Höxter (red). Am diesjährigen UNESCO-Welterbetag wurde die ehemalige Reichsabtei Corvey einmal mehr zum lebendigen Geschichtsort. Rund 80 interessierte Gäste folgten der Einladung der Kirchengemeinde St. Stephanus und Vitus, die sich mit zwei Sonderführungen am bundesweiten Aktionstag beteiligte. Im Mittelpunkt stand das karolingische Westwerk mit seinen farbigen Geheimnissen und das barocke Erbe der Abteikirche.
Die Führungen übernahm Standortleiterin Annika Pröbe, die die Teilnehmenden mit fundiertem Wissen, klarer Sprache und sichtbarer Begeisterung durch das UNESCO-Welterbe führte. Ihr Ziel: Geschichte nicht nur erklären, sondern erlebbar machen – mit großem Erfolg.
Ein Blick hinter die Kulissen
Mit gezieltem Scheinwerferlicht konnten die Gäste Wandmalereifragmente im Westwerk genauer betrachten und mehr über die ursprüngliche Farbgestaltung der Säulen-Kapitelle erfahren. Die Farbreste am Westportal – rot und grün – sind rund 1200 Jahre alt und stammen aus der Erbauungszeit des Westwerks um 885. Sie belegen, wie kunstvoll das Eingangsportal damals farblich inszeniert wurde.
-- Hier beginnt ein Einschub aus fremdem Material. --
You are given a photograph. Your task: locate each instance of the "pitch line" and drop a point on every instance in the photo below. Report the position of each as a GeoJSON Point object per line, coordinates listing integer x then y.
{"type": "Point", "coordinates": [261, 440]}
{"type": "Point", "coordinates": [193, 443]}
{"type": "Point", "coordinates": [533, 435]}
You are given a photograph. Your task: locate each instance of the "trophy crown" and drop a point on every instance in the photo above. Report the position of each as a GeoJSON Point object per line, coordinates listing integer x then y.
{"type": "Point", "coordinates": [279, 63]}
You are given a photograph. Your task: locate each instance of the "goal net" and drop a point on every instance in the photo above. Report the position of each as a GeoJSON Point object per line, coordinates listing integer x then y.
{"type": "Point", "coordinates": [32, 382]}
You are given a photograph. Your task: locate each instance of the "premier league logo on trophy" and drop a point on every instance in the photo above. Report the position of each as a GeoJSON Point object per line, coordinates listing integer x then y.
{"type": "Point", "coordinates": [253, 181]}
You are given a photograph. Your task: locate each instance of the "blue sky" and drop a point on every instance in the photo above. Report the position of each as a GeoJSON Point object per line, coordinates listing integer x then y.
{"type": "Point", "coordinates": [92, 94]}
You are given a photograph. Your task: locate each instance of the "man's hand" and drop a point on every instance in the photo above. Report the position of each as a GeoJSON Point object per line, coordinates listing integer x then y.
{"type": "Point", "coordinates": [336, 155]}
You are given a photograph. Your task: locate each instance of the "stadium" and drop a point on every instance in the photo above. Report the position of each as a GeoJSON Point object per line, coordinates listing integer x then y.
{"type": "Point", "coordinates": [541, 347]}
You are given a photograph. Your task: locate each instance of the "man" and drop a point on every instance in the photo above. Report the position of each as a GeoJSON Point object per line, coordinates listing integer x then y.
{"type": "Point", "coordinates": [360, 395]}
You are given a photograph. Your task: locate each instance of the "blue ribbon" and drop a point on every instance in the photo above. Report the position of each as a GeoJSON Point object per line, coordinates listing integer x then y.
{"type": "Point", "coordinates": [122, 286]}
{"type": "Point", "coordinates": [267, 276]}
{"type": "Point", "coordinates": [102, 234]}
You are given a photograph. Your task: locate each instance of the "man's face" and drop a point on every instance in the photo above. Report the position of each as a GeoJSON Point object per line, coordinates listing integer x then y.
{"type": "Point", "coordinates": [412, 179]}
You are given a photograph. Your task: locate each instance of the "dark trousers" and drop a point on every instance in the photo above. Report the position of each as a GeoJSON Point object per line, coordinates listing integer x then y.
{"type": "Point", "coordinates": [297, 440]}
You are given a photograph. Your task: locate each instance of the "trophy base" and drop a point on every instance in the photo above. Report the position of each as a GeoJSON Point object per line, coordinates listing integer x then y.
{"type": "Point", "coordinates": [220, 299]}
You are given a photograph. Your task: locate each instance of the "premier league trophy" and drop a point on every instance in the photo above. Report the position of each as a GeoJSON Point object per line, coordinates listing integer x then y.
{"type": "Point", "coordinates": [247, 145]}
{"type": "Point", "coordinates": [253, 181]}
Doch nicht nur sichtbare Überreste fesselten die Besucherinnen und Besucher: Auch der wissenschaftliche Blick auf das Unsichtbare faszinierte. So erläuterte Annika Pröbe das laufende Forschungsprojekt mit dem Landschaftsverband Westfalen-Lippe, dem NRW-Ministerium und dem Erzbistum Paderborn zur Klimastabilisierung im Westwerk. Luftentfeuchter im Erdgeschoss und Johanneschor sind erste Maßnahmen zur Bewahrung des jahrhundertealten Erbes.
Geheimnisse auf der Empore
In der Emporenkirche präsentierte Pröbe u. a. die berühmte Odysseus-Szene unter der Westempore, deren christliche Umdeutung durch die Mönche ebenso Thema war wie die freigelegten Vorzeichnungen für Stuckfiguren. Diese Entdeckungen verdeutlichen die hohe künstlerische Qualität, die Corvey im 9. Jahrhundert als reichsunmittelbares Kloster ausstrahlte.
Zeitreise in den Barock
Den Abschluss bildete der Gang in die barocke Abteikirche, deren Chorraum für diese Führungen ausnahmsweise geöffnet wurde. Auch wenn dieser Teil des Kirchengebäudes nicht zum offiziellen Welterbe gehört, beeindruckte er durch seine architektonische Tiefe und seine spirituelle Ausstrahlung.
Viele Besucherinnen und Besucher äußerten sich nach dem Rundgang bewegt: „Man lernt selbst dann noch Neues, wenn man schon oft in Corvey war“, so eine Teilnehmerin. Genau das ist Annika Pröbes Ziel – aus Besucherinnen und Besuchern sollen Botschafter des Welterbes werden.